Hi hopefully someone out there can help??
I am interested in a number of behavioural scores (and the brain areas
associated with these).
Some of the behavioural scores on tests in my dataset correlate
significantly with eachother (others do not).
Using VBM I have created a multiple regression model with a number of
variables (which contain the behavioural scores on various tests).
I was wondering, if I want to see which areas share significant
correlations, for example, on two of the tests, do I do a conjunction
analysis selecting the two tests of interest, or should I use inclusive
masking to examine this? I am not really sure of the difference, if
someone could clarify this and offer advice on which method would be
appropriate for me it would be appreciated.

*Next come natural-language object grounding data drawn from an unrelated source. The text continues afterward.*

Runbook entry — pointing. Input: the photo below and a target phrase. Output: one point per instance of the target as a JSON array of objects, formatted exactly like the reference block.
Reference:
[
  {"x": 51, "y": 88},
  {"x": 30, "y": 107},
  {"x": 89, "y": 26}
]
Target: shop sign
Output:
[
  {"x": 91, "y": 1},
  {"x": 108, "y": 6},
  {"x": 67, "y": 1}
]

A further question is that when I ran a conjunction analysis (selecting 2
of the tests - contrast 2 and 8) a new contrast was, as expected, created
in SPM. After this happened when I looked at the contrast however, it was
called:
022{T} Test1 (orth. w.r.t{8})
The first time I ran this conjunction analysis no significant areas were
revealed (at the chosen threshold). After the new contrast was created
(022{T} Test1 (orth. w.r.t{8})) and I ran this contrast again there were
significant areas (at the same threshold). What is going on here?
Why does SPM show no significant areas the first time and write this other
contrast which does show significant areas if I run it again?
Which one should I be interested in, the first time I run the conjunct
analysis or the analysis which is provided if I run the newly written
contrast again (or alternatively should I stick to inclusive masking)?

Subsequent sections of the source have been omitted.